Monday, May 31, 2010

How I Know

There's a certain turning point in my learning process that I'm coming to recognize.

When I stop concentrating solely on what on earth something is supposed to mean, (and why textbook writers never explain anything with one sentence if they can use five, and why does it matter whether I learn this or not?), (all of these are important questions, but I've never found an answer to the second one), and start thinking about how I would explain it to someone else, then I know I'm beginning to get it.

This shift from learning to teaching never marks the end of learning. Usually when I ask myself how I would teach this principle or that idea, I don't have a good answer. This is good, because when I keep studying in order to teach, the textbook seems like it's been rewritten in a way that actually makes sense. I think there's a secret dimension of knowledge in every book that hides in the binding and only leaks out when you read the book as a teacher and not a student.

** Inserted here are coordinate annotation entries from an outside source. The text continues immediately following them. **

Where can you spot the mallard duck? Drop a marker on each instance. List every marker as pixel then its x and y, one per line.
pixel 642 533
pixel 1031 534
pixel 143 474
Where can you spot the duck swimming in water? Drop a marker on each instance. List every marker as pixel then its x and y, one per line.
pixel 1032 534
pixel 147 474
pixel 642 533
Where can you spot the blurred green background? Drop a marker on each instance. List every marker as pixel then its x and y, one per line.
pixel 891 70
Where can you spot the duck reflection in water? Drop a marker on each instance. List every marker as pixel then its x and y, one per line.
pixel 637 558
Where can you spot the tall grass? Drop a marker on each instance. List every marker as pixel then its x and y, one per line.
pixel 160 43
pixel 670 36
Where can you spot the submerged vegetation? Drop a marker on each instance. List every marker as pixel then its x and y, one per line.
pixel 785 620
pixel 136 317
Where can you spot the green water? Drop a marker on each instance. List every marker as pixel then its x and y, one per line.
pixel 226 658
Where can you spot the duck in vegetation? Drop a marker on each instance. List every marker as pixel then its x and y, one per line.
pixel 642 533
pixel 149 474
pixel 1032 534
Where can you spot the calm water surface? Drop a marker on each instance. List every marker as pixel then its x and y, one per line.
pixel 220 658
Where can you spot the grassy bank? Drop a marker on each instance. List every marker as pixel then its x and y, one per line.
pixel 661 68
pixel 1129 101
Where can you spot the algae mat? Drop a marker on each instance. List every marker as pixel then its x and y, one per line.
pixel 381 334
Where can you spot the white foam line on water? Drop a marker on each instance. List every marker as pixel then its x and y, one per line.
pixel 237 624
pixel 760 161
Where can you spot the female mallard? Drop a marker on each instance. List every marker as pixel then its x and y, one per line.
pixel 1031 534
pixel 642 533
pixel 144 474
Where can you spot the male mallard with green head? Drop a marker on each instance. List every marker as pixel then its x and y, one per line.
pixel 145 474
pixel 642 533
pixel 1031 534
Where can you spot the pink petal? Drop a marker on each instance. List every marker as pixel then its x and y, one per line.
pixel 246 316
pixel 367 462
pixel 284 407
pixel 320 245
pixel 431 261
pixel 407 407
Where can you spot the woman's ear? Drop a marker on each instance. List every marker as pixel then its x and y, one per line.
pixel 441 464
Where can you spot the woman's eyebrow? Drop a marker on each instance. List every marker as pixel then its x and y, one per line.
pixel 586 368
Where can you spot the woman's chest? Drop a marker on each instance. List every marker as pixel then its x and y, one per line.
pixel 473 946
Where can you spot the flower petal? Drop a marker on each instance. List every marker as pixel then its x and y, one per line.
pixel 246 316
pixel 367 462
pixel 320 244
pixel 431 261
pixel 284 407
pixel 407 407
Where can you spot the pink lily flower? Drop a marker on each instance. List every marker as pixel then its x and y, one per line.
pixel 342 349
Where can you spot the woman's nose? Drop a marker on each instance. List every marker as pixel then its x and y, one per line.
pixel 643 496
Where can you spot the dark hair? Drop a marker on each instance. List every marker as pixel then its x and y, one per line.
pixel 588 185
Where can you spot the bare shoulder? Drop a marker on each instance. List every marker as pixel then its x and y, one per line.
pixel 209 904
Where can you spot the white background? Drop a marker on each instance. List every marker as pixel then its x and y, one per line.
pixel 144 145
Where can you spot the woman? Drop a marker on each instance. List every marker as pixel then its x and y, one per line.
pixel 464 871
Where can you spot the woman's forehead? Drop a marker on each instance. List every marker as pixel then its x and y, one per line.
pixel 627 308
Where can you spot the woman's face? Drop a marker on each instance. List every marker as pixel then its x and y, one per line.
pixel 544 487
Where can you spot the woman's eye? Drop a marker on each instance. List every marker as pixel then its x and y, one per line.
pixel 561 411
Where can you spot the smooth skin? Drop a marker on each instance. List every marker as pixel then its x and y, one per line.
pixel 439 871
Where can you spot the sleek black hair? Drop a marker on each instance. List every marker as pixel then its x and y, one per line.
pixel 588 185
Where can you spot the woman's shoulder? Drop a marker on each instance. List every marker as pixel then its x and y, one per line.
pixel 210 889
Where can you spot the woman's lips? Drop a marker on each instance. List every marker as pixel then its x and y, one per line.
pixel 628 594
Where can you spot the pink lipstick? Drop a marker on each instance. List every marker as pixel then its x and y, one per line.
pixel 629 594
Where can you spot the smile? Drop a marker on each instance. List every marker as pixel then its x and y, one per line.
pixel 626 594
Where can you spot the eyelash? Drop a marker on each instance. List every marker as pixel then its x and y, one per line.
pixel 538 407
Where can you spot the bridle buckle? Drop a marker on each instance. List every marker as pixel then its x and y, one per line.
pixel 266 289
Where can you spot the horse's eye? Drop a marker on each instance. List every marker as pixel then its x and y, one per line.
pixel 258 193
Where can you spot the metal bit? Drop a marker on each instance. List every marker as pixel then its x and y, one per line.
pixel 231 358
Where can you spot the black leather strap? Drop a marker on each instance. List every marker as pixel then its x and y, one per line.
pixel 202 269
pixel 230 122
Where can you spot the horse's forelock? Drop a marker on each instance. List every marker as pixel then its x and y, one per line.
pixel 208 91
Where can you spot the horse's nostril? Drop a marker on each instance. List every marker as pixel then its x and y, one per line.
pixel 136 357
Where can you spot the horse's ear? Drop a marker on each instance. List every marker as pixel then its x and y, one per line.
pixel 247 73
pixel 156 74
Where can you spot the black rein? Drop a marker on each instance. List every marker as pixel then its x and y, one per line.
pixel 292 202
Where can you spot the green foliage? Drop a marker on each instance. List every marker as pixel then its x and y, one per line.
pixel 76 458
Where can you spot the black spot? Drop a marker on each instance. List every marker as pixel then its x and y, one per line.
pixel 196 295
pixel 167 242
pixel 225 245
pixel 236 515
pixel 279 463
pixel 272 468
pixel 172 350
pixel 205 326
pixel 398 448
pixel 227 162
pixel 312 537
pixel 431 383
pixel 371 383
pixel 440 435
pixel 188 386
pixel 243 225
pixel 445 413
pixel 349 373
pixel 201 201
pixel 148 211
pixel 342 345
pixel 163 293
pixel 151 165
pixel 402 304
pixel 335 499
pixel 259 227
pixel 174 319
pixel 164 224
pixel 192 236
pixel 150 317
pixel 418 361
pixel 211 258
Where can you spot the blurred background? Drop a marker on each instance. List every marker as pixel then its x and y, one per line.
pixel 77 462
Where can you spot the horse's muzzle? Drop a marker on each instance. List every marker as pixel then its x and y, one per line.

I think it's this shift in perspective that let me do as well as I did in College Algebra this semester. The girl who sat next to me somehow got the idea that I knew what I was doing and asked me questions about the material before every class. I usually didn't have a good answer, but she kept asking me, and so it was like being kicked right into that turning point. I don't know if I actually helped her, but I'm certain that she helped me.

1 comment:

  1. Hmm - I think I need to have my kids do the teaching more often! It's a principle that I know, but haven't applied very often to doing school with the kids. Thanks for reminding me!